Def function is not calling the list I made

Question

I'm trying to make a simple program to print out a new list made out of the first and last element of a given list.

default_list = [5, 10, 15, 20, 25]
first_list = [7, 233, 76, 234, 2]
second_list = [0, 5, 2, 6, 3423456]
third_list = [768, 56, 234, 765, 2434, 78676, 345, 467, 353, 765343]
new_list = []


def list_ends(chosen_list):
    new_list.append(chosen_list[0])
    new_list.append(chosen_list[len(chosen_list) - 1])
    print(new_list)


list_ends(input(": "))

but what happens is if I enter a word in input say "default_list" it gives me an answer [d, t] which I believe means it didn't call the list variable I created.

Answer 1

Just for reference, it is possible to read a variable name as an input, like so:

list_name = input("List name: ")
if list_name in locals():
    list_ends(locals()[list_name])
else:
    print('List {} not found'.format(list_name))

However, your use-case does not require such a solution. I'm sure there's a better way to do what you want to do. For e.g., creating a dict mapping string inputs to the lists, then reading the string from input, and using the dictionary to get the corresponding list.

Answer 2

In Python 2, the input function actually allowed you to type in Python expressions, but in Python 3, it simply returns a string, i.e. a sequence of characters.

Just like "list" and list are distinct, the string "default_list" has no direct relation to the variable of the same name.

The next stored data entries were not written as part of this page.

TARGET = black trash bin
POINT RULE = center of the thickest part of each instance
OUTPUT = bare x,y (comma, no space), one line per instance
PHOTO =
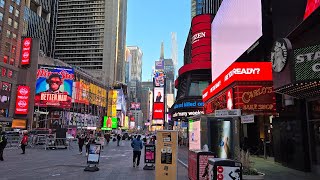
224,169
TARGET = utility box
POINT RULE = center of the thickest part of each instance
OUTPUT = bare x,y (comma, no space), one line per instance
224,169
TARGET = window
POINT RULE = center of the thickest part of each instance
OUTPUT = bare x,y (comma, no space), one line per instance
10,21
8,34
15,24
11,61
5,59
11,9
16,13
2,3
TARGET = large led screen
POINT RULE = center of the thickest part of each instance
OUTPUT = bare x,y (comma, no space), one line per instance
158,94
312,5
237,25
194,135
54,87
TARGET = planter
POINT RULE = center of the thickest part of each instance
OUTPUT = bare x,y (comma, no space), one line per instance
253,177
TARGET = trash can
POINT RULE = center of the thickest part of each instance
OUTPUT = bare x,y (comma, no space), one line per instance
224,169
198,164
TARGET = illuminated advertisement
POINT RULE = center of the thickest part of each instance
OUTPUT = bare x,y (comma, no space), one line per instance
26,51
159,65
54,86
221,138
159,79
255,98
158,111
201,38
239,71
194,135
22,101
112,103
227,41
229,96
158,94
135,106
312,5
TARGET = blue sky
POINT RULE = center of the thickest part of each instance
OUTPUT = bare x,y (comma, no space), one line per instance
149,22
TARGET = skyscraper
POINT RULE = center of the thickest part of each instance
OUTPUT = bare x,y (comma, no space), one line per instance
91,35
204,7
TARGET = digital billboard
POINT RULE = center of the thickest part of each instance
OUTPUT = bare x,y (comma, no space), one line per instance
237,26
194,135
158,94
158,111
312,5
54,86
22,101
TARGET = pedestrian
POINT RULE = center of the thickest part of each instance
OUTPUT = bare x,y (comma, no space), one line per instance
24,142
81,140
119,139
137,146
3,143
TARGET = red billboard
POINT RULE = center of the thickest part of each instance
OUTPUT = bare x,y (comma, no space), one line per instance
22,101
201,38
312,5
239,71
158,110
26,51
255,98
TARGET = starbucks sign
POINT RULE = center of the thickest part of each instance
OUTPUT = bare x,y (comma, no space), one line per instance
307,63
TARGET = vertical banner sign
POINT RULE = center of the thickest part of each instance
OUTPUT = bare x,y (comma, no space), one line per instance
22,101
26,51
166,155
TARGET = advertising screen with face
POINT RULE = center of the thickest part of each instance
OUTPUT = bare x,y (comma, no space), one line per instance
237,26
194,135
158,94
54,86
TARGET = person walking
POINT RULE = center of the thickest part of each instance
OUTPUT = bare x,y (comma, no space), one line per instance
137,146
24,142
3,143
81,140
118,139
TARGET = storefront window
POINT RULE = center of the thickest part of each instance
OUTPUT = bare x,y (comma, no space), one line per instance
197,87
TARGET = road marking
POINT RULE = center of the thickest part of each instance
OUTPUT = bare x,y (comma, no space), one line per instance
184,164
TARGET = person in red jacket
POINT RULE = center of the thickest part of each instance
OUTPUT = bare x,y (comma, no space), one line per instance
24,142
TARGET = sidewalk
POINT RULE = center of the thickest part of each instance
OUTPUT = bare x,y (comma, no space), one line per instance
272,170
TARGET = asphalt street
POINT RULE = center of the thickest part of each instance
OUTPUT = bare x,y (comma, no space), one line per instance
40,164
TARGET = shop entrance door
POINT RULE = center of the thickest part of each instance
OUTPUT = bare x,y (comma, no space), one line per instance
314,127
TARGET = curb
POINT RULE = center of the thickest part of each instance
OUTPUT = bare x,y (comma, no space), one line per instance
184,164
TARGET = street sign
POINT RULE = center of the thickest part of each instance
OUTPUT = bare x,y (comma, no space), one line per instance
227,113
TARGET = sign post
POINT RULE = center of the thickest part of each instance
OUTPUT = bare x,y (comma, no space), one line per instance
93,158
166,155
149,156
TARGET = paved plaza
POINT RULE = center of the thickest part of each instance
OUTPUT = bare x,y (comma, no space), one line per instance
40,164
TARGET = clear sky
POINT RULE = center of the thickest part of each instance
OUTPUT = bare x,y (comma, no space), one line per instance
149,22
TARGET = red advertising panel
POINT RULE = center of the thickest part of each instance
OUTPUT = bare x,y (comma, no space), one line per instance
312,5
22,101
201,38
255,99
158,111
26,51
239,71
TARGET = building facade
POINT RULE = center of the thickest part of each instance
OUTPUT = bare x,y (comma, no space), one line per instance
91,35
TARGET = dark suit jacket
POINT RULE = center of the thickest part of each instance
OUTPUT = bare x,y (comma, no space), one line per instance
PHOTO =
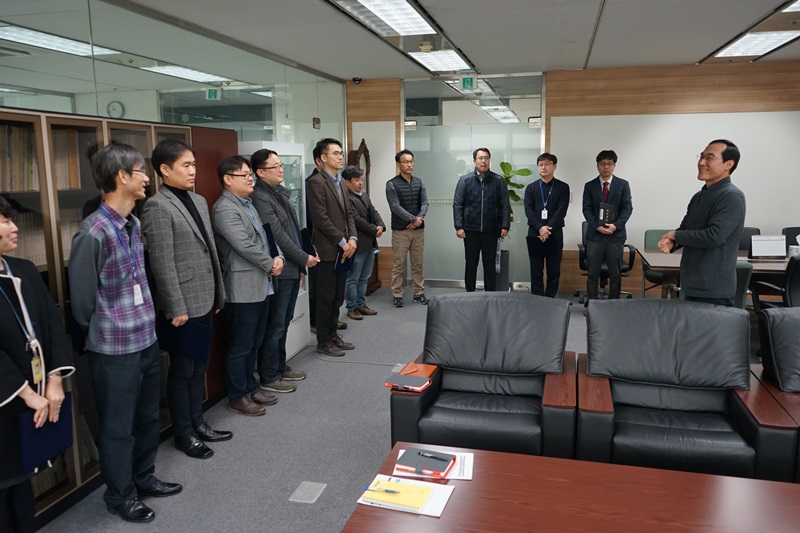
619,194
333,220
362,208
184,265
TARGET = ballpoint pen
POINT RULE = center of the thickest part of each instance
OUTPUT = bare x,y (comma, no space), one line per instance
433,456
388,491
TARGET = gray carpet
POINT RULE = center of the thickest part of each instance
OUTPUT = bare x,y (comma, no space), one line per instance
334,429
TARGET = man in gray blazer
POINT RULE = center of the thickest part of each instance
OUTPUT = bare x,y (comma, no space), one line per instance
272,204
187,287
247,270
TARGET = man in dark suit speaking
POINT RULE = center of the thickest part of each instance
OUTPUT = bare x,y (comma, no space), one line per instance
607,207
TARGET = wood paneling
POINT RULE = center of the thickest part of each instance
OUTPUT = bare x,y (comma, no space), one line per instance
729,88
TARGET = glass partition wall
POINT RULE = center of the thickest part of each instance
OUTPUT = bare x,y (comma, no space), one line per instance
443,127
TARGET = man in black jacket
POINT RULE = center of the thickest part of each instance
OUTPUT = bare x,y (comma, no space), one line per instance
481,215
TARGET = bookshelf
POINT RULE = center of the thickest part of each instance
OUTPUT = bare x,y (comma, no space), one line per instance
45,174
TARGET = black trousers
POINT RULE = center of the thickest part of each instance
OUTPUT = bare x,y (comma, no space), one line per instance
330,295
480,245
16,508
126,391
185,387
553,262
609,252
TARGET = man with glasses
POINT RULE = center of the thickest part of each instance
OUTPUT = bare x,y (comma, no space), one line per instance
481,215
247,270
709,233
408,201
271,201
111,303
546,202
607,206
334,235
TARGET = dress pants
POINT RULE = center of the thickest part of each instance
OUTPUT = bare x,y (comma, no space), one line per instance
610,252
480,245
185,386
404,243
358,278
272,353
553,262
248,325
126,393
330,295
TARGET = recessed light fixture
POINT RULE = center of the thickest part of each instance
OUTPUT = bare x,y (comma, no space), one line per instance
185,73
51,42
440,60
758,43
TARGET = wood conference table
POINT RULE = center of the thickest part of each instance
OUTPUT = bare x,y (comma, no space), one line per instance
670,264
512,492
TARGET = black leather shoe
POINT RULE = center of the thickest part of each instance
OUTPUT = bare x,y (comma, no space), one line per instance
133,511
193,447
211,435
161,489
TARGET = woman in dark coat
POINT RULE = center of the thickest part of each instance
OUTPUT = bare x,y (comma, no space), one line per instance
19,389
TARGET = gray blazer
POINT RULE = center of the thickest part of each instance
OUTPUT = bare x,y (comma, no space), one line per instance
272,204
185,267
245,263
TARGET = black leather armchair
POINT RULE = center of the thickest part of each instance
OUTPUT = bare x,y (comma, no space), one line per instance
665,385
504,382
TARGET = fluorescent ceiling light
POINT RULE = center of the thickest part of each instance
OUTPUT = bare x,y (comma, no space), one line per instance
440,60
389,18
51,42
758,43
185,73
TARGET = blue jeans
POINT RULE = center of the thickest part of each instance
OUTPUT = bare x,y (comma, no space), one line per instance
357,280
272,354
248,324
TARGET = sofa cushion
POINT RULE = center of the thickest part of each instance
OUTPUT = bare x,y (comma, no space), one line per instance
679,440
497,333
484,421
669,342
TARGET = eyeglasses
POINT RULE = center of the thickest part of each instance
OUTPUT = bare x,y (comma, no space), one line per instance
246,177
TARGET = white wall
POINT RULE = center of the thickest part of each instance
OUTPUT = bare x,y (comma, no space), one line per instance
658,156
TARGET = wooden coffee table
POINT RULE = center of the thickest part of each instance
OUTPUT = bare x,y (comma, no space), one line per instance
512,492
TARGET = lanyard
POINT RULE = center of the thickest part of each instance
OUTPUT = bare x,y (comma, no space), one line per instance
541,189
130,253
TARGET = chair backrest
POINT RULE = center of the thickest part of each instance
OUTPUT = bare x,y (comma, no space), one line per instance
791,236
791,284
744,271
491,335
778,331
747,234
669,342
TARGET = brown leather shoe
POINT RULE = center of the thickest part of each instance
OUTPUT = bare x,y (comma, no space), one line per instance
246,406
339,342
328,348
262,398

However, you can bridge this gap:

listname = input("List name: ")
selected = locals()[listname]

Before you plunge ahead with this, you should understand that allowing a user to access the internals of your program is problematic for a number of reasons. Perhaps you should instead offer a menu of numbered choices, for example? That way, a user can't access arbitrary program variables, only the ones you have explicitly made available.